Author | : Mary Evans |
Publisher | : A&C Black |
Total Pages | : 208 |
Release | : 2011-10-27 |
Genre | : Literary Criticism |
ISBN | : 1441169482 |
Download The Imagination of Evil Book in PDF, ePub and Kindle
From its growth in Europe in the nineteenth century, detective fiction has developed into one of the most popular genres of literature and popular culture more widely. In this monograph, Mary Evans examines detective fiction and its complex relationship to the modern and to modernity. She focuses on two key themes: the moral relationship of detection (and the detective) to a particular social world and the attempt to restore and even improve the social world that has been threatened and fractured by a crime, usually that of murder. It is a characteristic of much detective fiction that the detective, the pursuer, is a social outsider: this status creates a complex web of relationships between detective, institutional life and dominant and subversive moralities. Evans questions who and what the detective stands for and suggests that the answer challenges many of our assumptions about the relationship between various moralities in the modern world.

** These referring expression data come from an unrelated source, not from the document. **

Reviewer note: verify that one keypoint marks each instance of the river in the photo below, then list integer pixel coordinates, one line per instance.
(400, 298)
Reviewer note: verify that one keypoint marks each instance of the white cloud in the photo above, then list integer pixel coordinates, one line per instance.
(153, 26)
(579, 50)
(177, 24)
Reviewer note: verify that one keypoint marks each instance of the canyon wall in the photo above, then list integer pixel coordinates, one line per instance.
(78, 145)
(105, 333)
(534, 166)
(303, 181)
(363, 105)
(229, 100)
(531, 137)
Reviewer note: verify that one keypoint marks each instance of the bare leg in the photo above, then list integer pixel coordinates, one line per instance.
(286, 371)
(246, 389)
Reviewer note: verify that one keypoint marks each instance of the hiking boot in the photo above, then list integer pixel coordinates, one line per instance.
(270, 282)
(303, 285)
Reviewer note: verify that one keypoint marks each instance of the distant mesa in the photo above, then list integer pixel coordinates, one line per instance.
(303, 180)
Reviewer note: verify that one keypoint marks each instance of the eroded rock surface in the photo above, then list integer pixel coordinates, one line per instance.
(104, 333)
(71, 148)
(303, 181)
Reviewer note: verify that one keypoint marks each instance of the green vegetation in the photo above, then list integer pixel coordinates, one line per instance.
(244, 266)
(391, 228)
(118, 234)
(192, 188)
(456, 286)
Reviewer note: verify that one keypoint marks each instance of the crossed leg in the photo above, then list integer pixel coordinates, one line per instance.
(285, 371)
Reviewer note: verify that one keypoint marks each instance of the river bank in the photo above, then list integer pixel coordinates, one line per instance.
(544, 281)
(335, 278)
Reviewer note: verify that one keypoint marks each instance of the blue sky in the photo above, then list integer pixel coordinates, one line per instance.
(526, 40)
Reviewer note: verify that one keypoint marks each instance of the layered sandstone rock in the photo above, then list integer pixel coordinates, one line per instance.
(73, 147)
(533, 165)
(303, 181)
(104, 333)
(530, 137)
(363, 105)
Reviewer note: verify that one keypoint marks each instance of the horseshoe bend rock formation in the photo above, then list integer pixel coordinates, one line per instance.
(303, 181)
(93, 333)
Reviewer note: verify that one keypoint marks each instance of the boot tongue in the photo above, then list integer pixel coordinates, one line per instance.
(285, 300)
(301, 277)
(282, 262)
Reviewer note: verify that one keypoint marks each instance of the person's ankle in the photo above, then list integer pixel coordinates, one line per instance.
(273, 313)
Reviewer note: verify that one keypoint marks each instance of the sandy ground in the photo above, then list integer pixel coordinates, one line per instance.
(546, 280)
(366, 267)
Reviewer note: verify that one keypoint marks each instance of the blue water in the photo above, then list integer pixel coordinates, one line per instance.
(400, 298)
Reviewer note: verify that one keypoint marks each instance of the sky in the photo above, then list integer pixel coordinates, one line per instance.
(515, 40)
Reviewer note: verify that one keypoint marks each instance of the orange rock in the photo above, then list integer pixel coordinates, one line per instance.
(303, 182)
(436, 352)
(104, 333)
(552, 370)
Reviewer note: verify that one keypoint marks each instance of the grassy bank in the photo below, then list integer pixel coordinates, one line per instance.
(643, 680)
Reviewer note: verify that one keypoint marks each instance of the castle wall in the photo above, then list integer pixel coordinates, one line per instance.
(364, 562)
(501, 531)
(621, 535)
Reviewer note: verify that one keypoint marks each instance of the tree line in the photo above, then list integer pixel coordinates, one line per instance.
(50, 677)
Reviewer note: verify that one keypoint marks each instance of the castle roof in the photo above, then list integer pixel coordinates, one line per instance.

Author | : R.R. Bowker Company |
Publisher | : New York : R.R. Bowker |
Total Pages | : 1390 |
Release | : 1982 |
Genre | : Language Arts & Disciplines |
ISBN | : |
Download Books in Series, 1876-1949 Book in PDF, ePub and Kindle
Author | : J.C Bernthal |
Publisher | : Springer |
Total Pages | : 304 |
Release | : 2016-09-02 |
Genre | : Literary Criticism |
ISBN | : 3319335332 |
Download Queering Agatha Christie Book in PDF, ePub and Kindle
This book is the first fully theorized queer reading of a Golden Age British crime writer. Agatha Christie was the most commercially successful novelist of the twentieth century, and her fiction remains popular. She created such memorable characters as Hercule Poirot and Jane Marple, and has become synonymous with a nostalgic, conservative tradition of crime fiction. J.C. Bernthal reads Christie through the lens of queer theory, uncovering a playful, alert, and subversive social commentary. After considering Christie’s emergence in a commercial market hostile to her sex, in Queering Agatha Christie Bernthal explores homophobic stereotypes, gender performativity, queer children, and masquerade in key texts published between 1920 and 1952. Christie engaged with debates around human identity in a unique historical period affected by two world wars. The final chapter considers twenty-first century Poirot and Marple adaptations, with visible LGBT characters, and poses the question: might the books be queerer?